FIG. 1 is a timing diagram showing an example of a method for driving a charge transfer device according to the present invention, FIG. 2 is a configuration diagram of a line sensor using a charge transfer device, FIG. 3 is a configuration diagram of a two-dimensional sensor, and FIG. Figure 4 is a block diagram of the delay line, Figure 5 is a timing diagram of the driving method used for these, and Figure 6 is a diagram of the area from the vertical transfer section to the horizontal transfer section of the charge transfer element to which the present invention is applied. The schematic diagram, FIG. 7, is a plan pattern diagram shown in detail as an example of FIG. 6.・Photoelectric conversion section ・Transfer gate ・Vertical transfer section ・Horizontal transfer section ・Signal charge detection section

Claims (1)

[Claims] (1) A plurality of vertical transfer units, a horizontal transfer unit that horizontally transfers signal charges from the vertical transfer units, and a signal charge detection unit that converts the signal charges from the horizontal transfer units into voltage or current signals and outputs the signals.
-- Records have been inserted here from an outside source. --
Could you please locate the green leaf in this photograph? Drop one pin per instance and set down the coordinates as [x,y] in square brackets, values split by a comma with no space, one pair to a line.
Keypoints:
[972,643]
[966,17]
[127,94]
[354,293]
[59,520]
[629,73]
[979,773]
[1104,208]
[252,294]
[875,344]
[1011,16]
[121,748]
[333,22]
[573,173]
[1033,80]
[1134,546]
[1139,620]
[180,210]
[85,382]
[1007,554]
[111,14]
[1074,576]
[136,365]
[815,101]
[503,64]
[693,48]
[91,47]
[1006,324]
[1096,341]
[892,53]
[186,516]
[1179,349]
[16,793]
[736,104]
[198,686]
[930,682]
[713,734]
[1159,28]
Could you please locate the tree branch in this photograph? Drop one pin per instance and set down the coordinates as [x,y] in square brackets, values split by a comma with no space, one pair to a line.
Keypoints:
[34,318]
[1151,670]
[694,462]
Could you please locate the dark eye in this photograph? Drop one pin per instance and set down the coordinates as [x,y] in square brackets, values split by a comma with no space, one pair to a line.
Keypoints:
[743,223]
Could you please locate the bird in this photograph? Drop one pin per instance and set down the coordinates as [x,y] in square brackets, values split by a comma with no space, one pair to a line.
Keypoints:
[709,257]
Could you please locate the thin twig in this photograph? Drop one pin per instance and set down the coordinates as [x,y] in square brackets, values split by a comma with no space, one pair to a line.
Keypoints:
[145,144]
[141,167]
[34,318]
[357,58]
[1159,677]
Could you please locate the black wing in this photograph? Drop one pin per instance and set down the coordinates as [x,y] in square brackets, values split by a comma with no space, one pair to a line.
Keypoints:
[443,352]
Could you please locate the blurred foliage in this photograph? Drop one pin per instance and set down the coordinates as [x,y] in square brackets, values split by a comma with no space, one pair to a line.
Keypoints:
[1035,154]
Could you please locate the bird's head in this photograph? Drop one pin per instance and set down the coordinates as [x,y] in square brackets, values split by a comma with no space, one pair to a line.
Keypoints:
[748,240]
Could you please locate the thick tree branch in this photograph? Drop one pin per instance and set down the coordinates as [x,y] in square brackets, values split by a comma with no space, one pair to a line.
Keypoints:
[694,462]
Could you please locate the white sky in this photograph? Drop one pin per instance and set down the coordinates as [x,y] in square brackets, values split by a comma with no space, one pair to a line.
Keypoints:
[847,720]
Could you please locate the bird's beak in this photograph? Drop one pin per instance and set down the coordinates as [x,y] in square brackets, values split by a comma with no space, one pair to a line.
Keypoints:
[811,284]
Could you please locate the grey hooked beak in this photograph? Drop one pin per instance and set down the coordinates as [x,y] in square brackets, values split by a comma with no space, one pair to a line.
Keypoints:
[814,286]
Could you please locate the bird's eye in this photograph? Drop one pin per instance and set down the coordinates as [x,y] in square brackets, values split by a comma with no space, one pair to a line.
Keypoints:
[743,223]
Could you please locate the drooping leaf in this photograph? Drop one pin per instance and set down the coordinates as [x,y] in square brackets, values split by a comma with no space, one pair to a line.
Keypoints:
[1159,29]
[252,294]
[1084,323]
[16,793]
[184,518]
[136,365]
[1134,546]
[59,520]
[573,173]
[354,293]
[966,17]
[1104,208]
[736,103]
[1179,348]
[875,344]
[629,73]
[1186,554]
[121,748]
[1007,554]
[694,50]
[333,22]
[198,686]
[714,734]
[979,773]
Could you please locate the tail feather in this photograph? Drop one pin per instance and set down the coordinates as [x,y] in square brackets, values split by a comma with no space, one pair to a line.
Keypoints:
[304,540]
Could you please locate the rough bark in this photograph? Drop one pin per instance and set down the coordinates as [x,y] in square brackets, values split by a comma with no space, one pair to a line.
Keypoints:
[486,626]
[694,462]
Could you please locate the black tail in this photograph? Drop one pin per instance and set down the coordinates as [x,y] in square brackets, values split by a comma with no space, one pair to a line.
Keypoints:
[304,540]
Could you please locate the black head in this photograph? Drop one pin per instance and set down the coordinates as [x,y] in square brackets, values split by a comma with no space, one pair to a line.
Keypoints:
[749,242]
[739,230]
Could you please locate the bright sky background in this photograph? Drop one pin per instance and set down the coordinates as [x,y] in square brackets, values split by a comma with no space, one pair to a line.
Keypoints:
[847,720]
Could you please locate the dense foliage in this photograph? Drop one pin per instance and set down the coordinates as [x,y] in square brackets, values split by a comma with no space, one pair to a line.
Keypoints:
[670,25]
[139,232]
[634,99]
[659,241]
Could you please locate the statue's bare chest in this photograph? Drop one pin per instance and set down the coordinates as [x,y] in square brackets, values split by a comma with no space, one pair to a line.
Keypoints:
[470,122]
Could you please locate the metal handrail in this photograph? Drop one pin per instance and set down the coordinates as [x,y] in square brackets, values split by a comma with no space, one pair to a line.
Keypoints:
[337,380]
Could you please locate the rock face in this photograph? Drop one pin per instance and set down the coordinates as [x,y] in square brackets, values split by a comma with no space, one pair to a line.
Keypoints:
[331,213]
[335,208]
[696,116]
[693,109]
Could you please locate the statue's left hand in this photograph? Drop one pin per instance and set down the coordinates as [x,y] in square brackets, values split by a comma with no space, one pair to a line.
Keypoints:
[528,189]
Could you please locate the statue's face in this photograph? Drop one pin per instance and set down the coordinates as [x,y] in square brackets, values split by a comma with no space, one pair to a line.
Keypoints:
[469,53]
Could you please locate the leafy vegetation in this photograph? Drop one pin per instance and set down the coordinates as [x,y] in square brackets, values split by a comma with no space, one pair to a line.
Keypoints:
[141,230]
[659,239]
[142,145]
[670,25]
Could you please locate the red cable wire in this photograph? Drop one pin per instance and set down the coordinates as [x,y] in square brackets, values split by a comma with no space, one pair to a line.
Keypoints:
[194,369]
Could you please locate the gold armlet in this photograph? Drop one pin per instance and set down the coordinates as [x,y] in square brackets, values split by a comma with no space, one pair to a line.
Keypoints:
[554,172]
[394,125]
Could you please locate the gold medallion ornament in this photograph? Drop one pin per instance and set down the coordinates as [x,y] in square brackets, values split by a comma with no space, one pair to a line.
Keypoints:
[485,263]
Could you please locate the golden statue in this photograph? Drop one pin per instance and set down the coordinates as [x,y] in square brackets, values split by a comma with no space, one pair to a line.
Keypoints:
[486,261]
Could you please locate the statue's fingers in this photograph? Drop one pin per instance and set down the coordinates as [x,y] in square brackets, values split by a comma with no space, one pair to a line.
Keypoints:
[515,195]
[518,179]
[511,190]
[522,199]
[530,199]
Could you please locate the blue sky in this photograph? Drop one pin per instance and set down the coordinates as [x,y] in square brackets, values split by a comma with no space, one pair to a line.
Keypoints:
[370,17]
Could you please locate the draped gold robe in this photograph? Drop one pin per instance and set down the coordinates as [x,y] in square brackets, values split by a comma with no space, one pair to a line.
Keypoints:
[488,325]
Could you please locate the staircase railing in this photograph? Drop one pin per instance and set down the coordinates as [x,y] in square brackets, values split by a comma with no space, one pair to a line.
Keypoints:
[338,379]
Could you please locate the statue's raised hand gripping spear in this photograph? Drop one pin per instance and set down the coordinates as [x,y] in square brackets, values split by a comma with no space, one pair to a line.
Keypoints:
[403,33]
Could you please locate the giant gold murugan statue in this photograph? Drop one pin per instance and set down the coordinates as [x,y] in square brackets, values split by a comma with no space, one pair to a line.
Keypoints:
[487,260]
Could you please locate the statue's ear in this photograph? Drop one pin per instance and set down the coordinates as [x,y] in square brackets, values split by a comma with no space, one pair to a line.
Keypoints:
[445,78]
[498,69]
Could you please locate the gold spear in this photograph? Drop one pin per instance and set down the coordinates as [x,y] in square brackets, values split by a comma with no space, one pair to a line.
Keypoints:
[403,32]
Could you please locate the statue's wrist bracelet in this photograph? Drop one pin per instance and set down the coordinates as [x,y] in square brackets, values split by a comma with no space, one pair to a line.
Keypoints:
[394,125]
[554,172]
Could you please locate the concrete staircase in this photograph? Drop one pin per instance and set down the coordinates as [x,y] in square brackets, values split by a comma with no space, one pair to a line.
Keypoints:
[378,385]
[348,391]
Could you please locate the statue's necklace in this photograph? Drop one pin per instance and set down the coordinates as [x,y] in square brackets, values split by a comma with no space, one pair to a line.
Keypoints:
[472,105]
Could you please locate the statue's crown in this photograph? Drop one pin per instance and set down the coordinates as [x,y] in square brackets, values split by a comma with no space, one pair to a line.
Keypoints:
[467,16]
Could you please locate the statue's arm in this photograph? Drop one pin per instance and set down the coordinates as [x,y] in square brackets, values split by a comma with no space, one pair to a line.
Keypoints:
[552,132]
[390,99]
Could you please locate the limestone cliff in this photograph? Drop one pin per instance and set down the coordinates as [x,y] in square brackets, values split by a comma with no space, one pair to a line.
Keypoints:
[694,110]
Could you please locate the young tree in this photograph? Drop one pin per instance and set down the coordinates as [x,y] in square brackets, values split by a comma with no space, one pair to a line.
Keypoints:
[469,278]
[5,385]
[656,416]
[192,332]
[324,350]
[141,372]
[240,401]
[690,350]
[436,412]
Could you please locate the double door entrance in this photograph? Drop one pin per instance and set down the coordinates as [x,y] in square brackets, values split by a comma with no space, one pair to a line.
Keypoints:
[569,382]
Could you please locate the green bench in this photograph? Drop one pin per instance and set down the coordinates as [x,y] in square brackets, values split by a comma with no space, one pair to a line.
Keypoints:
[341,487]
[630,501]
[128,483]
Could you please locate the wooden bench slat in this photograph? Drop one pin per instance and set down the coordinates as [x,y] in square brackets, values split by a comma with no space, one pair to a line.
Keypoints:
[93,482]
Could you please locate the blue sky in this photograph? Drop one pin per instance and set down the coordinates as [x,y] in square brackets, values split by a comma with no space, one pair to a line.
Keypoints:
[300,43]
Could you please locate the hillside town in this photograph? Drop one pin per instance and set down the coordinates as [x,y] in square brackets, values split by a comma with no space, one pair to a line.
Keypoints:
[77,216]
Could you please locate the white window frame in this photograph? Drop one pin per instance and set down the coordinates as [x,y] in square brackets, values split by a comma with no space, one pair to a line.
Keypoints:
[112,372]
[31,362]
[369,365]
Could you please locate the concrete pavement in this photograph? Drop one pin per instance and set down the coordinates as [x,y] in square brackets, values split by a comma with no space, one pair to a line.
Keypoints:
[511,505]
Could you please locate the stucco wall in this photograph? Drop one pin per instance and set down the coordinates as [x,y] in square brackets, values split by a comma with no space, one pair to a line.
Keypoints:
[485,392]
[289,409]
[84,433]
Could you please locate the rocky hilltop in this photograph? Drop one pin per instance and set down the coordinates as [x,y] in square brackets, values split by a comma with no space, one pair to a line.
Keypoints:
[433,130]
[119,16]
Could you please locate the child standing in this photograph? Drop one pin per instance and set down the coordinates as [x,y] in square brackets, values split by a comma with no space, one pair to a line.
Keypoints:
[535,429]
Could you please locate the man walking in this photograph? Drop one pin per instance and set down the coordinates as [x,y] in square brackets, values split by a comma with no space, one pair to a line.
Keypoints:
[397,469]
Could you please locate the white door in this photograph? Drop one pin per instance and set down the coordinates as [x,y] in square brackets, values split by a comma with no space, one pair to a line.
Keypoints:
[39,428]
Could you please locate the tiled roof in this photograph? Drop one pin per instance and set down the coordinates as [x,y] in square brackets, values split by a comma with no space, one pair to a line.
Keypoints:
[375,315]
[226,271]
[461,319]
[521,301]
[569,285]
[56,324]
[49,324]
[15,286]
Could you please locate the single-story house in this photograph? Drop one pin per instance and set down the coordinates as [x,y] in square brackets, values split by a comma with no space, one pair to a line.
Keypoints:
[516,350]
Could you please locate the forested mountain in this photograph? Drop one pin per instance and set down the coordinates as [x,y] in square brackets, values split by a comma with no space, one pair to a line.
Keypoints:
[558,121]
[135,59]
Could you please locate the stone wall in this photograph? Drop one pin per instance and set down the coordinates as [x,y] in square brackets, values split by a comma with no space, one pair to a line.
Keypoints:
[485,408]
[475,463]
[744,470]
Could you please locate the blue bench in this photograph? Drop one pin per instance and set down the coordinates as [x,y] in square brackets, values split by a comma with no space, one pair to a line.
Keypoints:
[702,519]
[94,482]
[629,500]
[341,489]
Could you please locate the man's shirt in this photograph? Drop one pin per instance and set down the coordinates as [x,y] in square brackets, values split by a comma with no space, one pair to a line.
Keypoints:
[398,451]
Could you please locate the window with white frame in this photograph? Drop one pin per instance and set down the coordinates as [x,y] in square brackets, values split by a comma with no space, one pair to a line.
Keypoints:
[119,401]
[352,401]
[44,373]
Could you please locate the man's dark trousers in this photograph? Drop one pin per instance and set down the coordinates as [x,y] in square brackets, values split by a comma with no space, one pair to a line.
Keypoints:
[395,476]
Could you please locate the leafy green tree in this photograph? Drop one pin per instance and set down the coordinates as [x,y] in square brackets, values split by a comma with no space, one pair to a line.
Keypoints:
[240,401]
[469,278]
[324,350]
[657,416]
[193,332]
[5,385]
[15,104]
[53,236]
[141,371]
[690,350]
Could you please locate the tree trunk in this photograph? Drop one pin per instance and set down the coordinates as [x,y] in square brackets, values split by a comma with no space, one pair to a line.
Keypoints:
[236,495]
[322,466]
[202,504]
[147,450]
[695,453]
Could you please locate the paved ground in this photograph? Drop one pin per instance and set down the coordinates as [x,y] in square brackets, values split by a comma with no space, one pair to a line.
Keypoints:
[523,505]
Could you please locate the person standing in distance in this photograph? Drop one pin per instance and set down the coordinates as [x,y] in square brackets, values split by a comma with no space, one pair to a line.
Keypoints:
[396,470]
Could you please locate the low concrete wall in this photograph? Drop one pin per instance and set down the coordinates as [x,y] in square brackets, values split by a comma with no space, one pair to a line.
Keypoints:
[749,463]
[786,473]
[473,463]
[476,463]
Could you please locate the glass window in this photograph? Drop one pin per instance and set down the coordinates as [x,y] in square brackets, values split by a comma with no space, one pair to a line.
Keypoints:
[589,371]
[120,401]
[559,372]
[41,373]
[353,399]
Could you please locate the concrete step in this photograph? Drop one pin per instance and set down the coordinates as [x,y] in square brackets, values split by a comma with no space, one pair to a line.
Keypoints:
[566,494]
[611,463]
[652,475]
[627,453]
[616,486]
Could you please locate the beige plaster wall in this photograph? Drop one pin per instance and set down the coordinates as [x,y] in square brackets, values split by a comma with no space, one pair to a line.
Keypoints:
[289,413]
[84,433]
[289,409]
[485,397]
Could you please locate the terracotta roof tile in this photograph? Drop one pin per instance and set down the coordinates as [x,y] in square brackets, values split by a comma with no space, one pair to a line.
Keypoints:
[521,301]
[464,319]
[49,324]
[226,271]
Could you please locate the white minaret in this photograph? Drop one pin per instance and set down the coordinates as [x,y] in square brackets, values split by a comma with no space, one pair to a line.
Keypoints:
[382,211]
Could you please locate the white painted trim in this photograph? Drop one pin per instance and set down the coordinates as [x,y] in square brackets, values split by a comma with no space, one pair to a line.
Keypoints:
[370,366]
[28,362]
In a charge transfer element consisting of a charge transfer element, there is a period in which signal charges are transferred from a final stage storage region in the vertical transfer part to a storage region in a horizontal transfer part that intersects with the vertical transfer part, and a period in which signal charges are transferred from the storage region to the next stage in the horizontal transfer part. A method for driving a charge transfer element, characterized in that a period during which charge is transferred to an accumulation region is set to be longer than a period per transfer stage during which charge is transferred in the horizontal direction thereafter.